2020 journal article

Assessing Lifecycle Value Using Object-Based Modeling by Incorporating Excess and Changeability

JOURNAL OF MECHANICAL DESIGN, 143(5).

By: D. Long n & S. Ferguson n

author keywords: design for X; life cycle analysis and design; product design; systems engineering
TL;DR: The approach borrows from Decision-Based Design and Model Based System Engineering in creating a generic modeling method capable of excess valuation that holistically assesses the value of excess by evaluating both its costs and benefits. (via Semantic Scholar)
Source: Web Of Science
Added: June 10, 2021

Abstract Prior research suggests that excess (purposeful inclusion of margin beyond what is required for known system uncertainties) can limit change propagation and reduce system modifications. Reducing change costs increases system flexibility, permitting adaptions that satisfy uncertain future requirements.

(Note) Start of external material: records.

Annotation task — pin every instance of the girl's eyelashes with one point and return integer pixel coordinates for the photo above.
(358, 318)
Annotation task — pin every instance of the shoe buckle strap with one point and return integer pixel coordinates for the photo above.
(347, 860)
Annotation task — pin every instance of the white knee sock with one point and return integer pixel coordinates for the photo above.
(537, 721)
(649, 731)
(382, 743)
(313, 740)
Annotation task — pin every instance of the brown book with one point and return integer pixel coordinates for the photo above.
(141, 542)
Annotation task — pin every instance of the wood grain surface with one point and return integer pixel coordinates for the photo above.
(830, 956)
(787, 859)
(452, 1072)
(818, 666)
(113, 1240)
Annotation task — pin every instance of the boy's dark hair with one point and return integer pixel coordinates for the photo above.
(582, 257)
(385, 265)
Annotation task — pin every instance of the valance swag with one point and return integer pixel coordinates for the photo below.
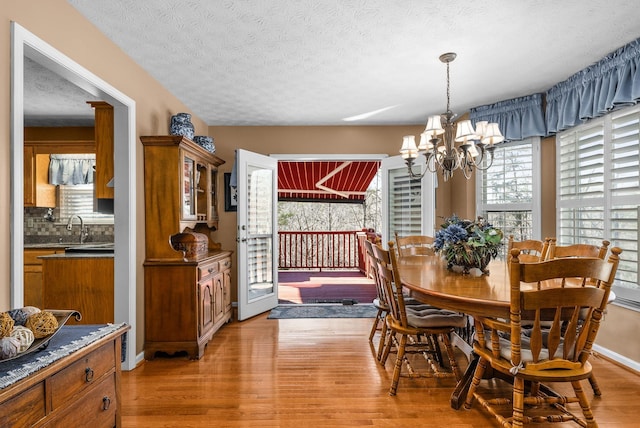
(71, 169)
(611, 83)
(518, 118)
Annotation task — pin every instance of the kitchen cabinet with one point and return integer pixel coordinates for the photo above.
(33, 290)
(82, 282)
(185, 303)
(103, 136)
(80, 389)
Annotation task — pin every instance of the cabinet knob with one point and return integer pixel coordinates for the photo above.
(88, 374)
(106, 402)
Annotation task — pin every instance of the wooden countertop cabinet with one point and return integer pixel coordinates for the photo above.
(186, 302)
(84, 284)
(33, 288)
(81, 389)
(187, 299)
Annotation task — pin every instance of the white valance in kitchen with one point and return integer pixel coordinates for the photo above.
(72, 169)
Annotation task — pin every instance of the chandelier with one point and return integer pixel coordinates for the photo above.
(438, 145)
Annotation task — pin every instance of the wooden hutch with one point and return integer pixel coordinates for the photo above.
(187, 293)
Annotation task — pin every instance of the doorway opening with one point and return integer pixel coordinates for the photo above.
(326, 209)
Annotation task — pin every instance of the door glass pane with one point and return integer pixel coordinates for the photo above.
(260, 231)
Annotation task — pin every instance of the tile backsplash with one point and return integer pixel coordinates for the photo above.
(37, 229)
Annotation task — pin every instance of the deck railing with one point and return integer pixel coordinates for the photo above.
(320, 250)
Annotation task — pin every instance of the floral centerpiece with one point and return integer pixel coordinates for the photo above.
(466, 243)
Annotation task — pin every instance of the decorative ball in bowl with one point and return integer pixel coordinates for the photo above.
(205, 142)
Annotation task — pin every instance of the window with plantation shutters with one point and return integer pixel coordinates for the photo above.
(405, 206)
(408, 204)
(79, 200)
(509, 189)
(599, 191)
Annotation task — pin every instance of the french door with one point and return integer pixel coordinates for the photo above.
(257, 234)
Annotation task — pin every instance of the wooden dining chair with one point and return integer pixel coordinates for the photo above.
(582, 250)
(379, 302)
(414, 245)
(531, 250)
(414, 330)
(553, 347)
(577, 250)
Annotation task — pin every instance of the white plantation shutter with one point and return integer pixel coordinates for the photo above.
(509, 195)
(599, 191)
(581, 185)
(405, 204)
(79, 200)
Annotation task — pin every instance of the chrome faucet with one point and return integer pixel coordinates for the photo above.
(83, 232)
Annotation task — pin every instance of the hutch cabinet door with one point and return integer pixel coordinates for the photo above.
(188, 187)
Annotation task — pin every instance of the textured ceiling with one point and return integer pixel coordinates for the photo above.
(316, 62)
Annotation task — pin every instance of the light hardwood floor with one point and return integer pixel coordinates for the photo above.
(317, 373)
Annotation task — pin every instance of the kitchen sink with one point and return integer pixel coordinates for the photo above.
(91, 248)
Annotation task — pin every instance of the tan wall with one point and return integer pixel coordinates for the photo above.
(60, 25)
(312, 140)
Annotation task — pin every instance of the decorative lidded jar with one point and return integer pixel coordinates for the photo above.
(181, 125)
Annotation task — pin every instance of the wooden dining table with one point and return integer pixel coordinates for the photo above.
(429, 281)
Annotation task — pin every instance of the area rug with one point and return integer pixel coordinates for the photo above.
(322, 311)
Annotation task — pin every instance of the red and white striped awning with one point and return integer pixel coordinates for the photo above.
(326, 181)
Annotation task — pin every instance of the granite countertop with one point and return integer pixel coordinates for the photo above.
(77, 256)
(87, 249)
(56, 245)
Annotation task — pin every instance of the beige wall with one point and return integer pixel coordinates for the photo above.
(313, 140)
(60, 25)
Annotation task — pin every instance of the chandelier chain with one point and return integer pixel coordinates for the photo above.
(438, 141)
(448, 90)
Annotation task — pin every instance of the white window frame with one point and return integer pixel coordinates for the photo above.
(625, 296)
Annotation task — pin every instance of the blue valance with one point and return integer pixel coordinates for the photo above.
(612, 82)
(71, 169)
(518, 118)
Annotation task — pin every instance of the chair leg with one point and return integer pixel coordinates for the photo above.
(584, 404)
(383, 340)
(594, 385)
(452, 357)
(518, 402)
(376, 322)
(387, 348)
(398, 366)
(477, 377)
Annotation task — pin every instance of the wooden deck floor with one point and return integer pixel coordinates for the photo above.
(317, 373)
(324, 287)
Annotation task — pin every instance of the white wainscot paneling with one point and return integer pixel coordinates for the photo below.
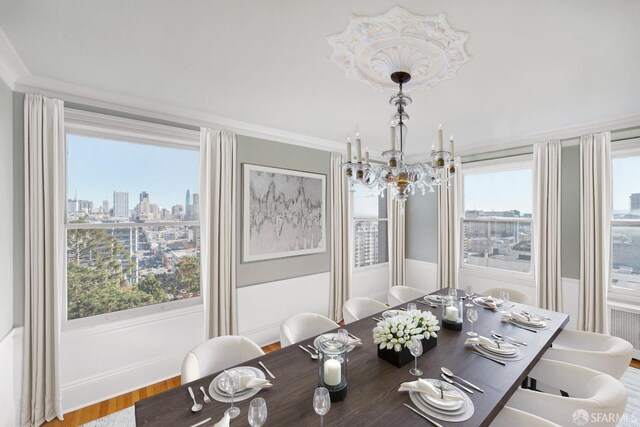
(100, 362)
(10, 377)
(371, 282)
(421, 275)
(263, 307)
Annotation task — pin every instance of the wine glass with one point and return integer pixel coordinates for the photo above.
(230, 383)
(415, 347)
(472, 316)
(321, 403)
(257, 412)
(504, 296)
(468, 291)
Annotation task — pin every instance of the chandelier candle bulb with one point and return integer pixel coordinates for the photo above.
(393, 138)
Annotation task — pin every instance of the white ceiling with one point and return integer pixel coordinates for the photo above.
(536, 66)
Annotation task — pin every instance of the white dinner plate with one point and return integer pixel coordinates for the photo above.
(329, 336)
(221, 396)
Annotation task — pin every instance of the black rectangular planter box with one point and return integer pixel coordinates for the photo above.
(404, 356)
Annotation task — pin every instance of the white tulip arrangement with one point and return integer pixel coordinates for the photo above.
(393, 333)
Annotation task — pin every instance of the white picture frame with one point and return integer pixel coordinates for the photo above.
(277, 223)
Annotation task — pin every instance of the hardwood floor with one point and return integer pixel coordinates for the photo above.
(102, 409)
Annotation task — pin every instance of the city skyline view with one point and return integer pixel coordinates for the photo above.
(98, 167)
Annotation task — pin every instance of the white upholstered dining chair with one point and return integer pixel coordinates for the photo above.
(216, 354)
(359, 307)
(514, 295)
(603, 353)
(304, 325)
(511, 417)
(397, 295)
(590, 392)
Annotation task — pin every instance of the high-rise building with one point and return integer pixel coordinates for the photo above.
(121, 204)
(187, 205)
(195, 209)
(634, 198)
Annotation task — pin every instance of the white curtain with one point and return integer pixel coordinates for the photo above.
(396, 219)
(44, 258)
(218, 220)
(595, 231)
(546, 218)
(340, 239)
(448, 231)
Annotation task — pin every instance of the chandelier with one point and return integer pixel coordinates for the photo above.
(399, 177)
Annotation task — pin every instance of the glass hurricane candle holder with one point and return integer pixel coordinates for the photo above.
(332, 368)
(452, 314)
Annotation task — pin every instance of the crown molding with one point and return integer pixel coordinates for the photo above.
(11, 66)
(127, 104)
(571, 132)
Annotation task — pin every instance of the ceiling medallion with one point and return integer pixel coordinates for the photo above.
(372, 48)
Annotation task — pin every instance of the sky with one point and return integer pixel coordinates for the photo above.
(626, 180)
(97, 167)
(499, 191)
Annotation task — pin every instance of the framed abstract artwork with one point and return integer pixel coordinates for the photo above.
(283, 213)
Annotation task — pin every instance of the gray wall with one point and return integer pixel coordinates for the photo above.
(570, 212)
(421, 216)
(268, 153)
(18, 209)
(6, 214)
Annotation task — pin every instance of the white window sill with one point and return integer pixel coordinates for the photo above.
(97, 324)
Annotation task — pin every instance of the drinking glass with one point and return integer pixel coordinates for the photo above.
(472, 316)
(257, 412)
(415, 347)
(504, 296)
(321, 403)
(230, 383)
(468, 291)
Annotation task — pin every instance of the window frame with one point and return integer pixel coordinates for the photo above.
(96, 125)
(503, 164)
(352, 248)
(619, 150)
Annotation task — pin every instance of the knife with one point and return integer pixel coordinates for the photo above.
(422, 415)
(488, 357)
(202, 422)
(267, 370)
(522, 327)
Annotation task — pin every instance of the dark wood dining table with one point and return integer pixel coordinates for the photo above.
(373, 398)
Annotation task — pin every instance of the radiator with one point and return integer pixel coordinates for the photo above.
(625, 323)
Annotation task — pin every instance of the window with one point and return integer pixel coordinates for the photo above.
(132, 224)
(497, 212)
(370, 227)
(625, 224)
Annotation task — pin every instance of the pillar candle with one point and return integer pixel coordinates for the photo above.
(332, 372)
(451, 313)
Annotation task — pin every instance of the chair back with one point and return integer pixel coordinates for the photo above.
(304, 325)
(357, 308)
(400, 294)
(217, 354)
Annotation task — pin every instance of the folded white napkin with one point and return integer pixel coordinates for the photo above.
(489, 343)
(249, 381)
(426, 387)
(512, 315)
(224, 422)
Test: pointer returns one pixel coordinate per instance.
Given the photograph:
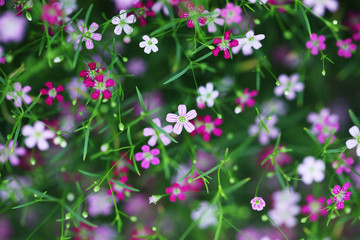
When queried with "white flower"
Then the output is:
(123, 22)
(149, 44)
(351, 143)
(208, 95)
(207, 215)
(311, 170)
(249, 42)
(37, 135)
(318, 6)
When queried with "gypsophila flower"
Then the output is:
(346, 47)
(19, 95)
(6, 153)
(355, 142)
(207, 95)
(316, 43)
(122, 21)
(289, 85)
(148, 156)
(224, 44)
(340, 195)
(257, 203)
(37, 135)
(52, 92)
(343, 164)
(311, 170)
(248, 43)
(154, 137)
(89, 34)
(149, 44)
(182, 120)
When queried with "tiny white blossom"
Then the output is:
(149, 44)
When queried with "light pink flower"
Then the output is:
(19, 95)
(148, 156)
(257, 203)
(182, 120)
(37, 135)
(340, 195)
(316, 43)
(176, 191)
(151, 132)
(12, 157)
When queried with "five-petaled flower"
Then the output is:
(224, 44)
(148, 156)
(122, 22)
(182, 120)
(340, 195)
(257, 203)
(176, 191)
(99, 86)
(194, 15)
(53, 93)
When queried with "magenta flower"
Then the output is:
(51, 13)
(224, 44)
(147, 156)
(89, 34)
(154, 137)
(209, 127)
(245, 98)
(257, 203)
(346, 48)
(176, 191)
(53, 93)
(19, 95)
(37, 135)
(99, 86)
(340, 195)
(343, 164)
(182, 120)
(12, 157)
(231, 13)
(194, 15)
(316, 43)
(314, 205)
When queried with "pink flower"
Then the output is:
(193, 15)
(19, 95)
(119, 190)
(147, 156)
(182, 120)
(154, 137)
(176, 191)
(314, 205)
(245, 98)
(346, 48)
(343, 164)
(88, 34)
(99, 86)
(231, 13)
(257, 203)
(51, 13)
(316, 43)
(224, 44)
(53, 93)
(209, 127)
(340, 195)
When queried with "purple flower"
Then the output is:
(19, 95)
(12, 27)
(154, 137)
(147, 156)
(37, 135)
(12, 157)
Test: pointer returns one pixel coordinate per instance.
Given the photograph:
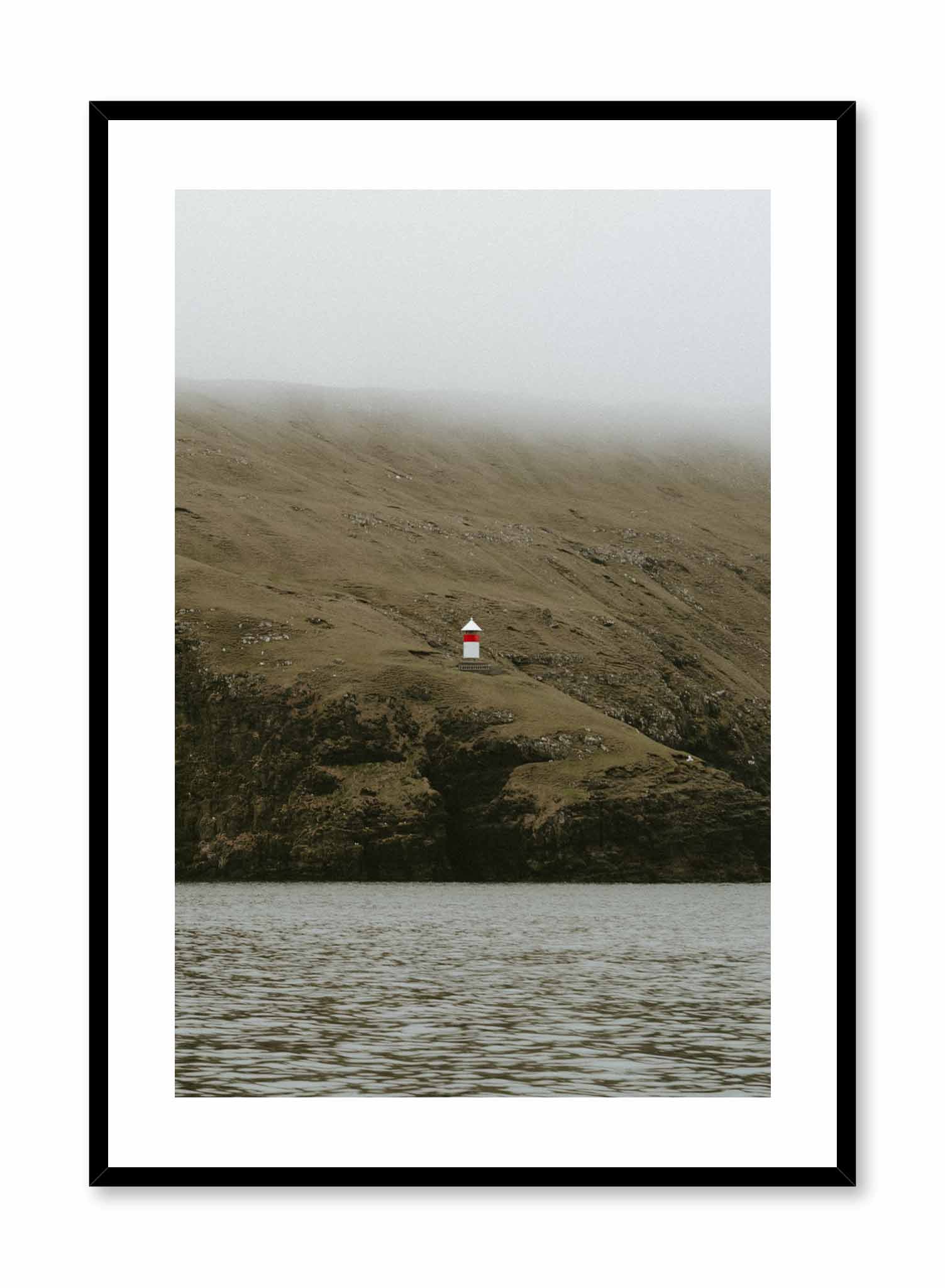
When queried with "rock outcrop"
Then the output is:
(282, 785)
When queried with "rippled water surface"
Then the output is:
(314, 989)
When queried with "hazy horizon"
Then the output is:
(652, 302)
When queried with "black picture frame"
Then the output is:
(844, 113)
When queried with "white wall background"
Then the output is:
(61, 1230)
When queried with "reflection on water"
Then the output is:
(406, 989)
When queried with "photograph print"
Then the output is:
(473, 748)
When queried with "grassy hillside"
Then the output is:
(331, 545)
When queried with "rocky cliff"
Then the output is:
(329, 549)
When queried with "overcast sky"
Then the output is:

The benefits of excess, however, must be traded against higher costs of the initial system and likely performance decreases. Assessing the benefits and costs of excess requires evaluating what forms, locations, and magnitudes of excess inclusion are optimal. This paper improves the state-of-the-art in two ways. First, prior research has generally assessed excess in system-level properties (aggregating component properties into a single metric). The approach presented in this paper extends excess assessment to the component level so that the effects of excess on change propagation may be explicitly captured. Second, this approach holistically assesses the value of excess by evaluating both its costs and benefits. The approach borrows from Decision-Based Design and Model Based System Engineering (MBSE) in creating a generic modeling method capable of excess valuation. A desktop computer example is used for demonstrating how excess is valued in a system and the potential gains associated with excess inclusion when mining cryptocurrency. A single component optimization of the power supply capacity for the desktop is assessed to be 750 W, which balances the initial cost against the future flexibility. A system-level optimization then demonstrates the identification of critical change propagation pathways and illuminates both where and how excess may be included to inhibit change propagation. This key component was identified as the motherboard-central processing unit (CPU) slot in the tested systems.